Laporan Begal Cengkareng yang Runtuh Setelah Olah TKP
AC datang ke polisi dengan cerita perampasan di jalanan Cengkareng Barat. Ia sebut pelaku menodong tas berisi uang dan laptop Lenovo Legion. Luka di lengan kiri jadi bukti pendukung.
Olah TKP segera menemukan kejanggalan. Saksi sekitar lokasi tak melihat aksi begal sama sekali. Rekaman CCTV menunjukkan AC melintas sendirian tanpa ada orang yang menghentikan atau merampas barangnya.

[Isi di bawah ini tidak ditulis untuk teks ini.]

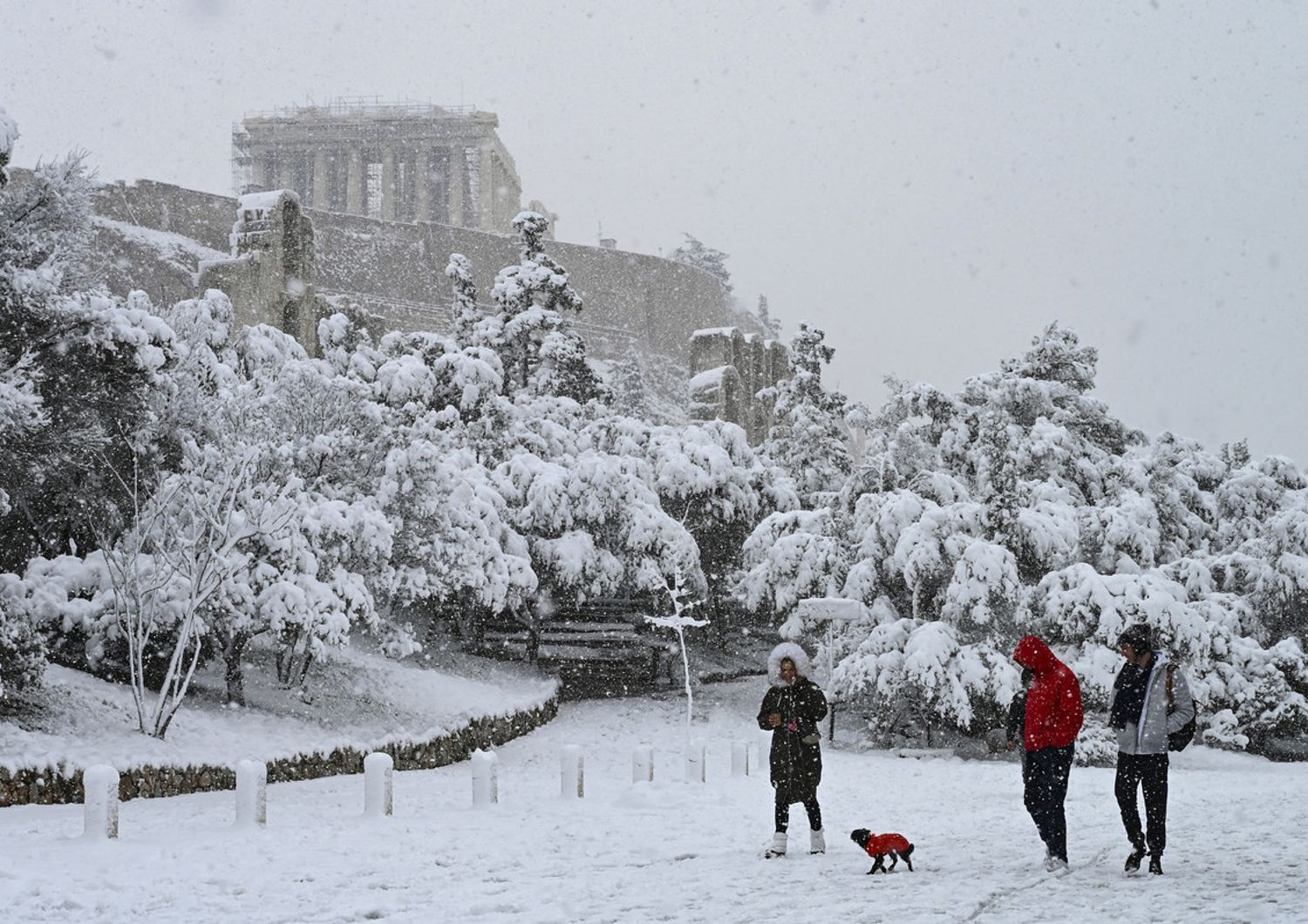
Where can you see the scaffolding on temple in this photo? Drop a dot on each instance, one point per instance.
(399, 161)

Bukti saksi dan visual itu membuat laporan goyah. Penyidik lalu cek status barang yang diklaim hilang.
Laptop Lenovo Legion Ternyata di Bengkel, Bukan Dirampas

Inti laporan AC adalah laptop Lenovo Legion yang dibeli kredit. Ia bilang unit itu ikut dirampas bersama uang tunai Rp1 juta di Jalan Kampung Malang.
Fakta sebaliknya muncul lewat dokumen penerimaan servis. Laptop Lenovo Legion sedang diperbaiki di bengkel Mangga Dua. Penyidik memverifikasi kertas itu dan memastikan barang masih utuh di sana.
Lenovo Legion kerap masuk daftar best laptop 2025 untuk gaming dan multitasking. Unit ini berbeda dari laptop asus yang sering dibanding di pasar, tapi statusnya jelas: masih di bengkel, bukan hilang dirampas.
Luka Lengan Kiri Dibuat Sendiri Demi Surat Polisi

AC awalnya bilang luka tusuk di lengan kiri akibat melawan begal. Luka itu dipakai minta surat keterangan polisi.
Pengakuan kemudian berubah total. Ia melukai lengan sendiri dengan gunting di rumah kawasan Kalideres. Tujuannya agar laporan terlihat meyakinkan dan bisa dipakai klaim ke perusahaan pembiayaan.
Polisi menegaskan tidak pernah ada aksi begal. Kasus beralih dari laporan korban ke rekayasa.
Cicilan Lima Kali dan Motif Klaim ke Pembiayaan
Laptop Lenovo Legion dibeli lewat skema pembiayaan. AC baru bayar sekitar lima kali angsuran saat membuat laporan palsu.
Nominal cicilan bulanan sekitar Rp1,2 juta dengan tenor 24 bulan. Total klaim kerugian Rp27,3 juta. Motif utamanya hentikan cicilan lewat klaim asuransi atau laporan kehilangan.
Karena barang masih di bengkel, skema itu mustahil jalan. Pengakuan AC sendiri yang membuka niat ini.
Video Klarifikasi hingga Cabut Laporan ke Polres Jakbar
Setelah fakta terbongkar, AC membuat video klarifikasi. Ia akui tidak pernah dibegal dan minta maaf kepada Polri, khususnya Polsek Cengkareng serta Polres Metro Jakarta Barat.
Ia lalu mencabut laporannya. Unit Resmob yang antara lain melibatkan AKP George Ruben menyelesaikan penanganan lewat pengakuan penuh.
Optimaise News melihat rangkaian laporan 22 Juli, olah TKP, temuan dokumen servis, hingga video klarifikasi sebagai satu timeline utuh. Kasus ditutup setelah cabut laporan.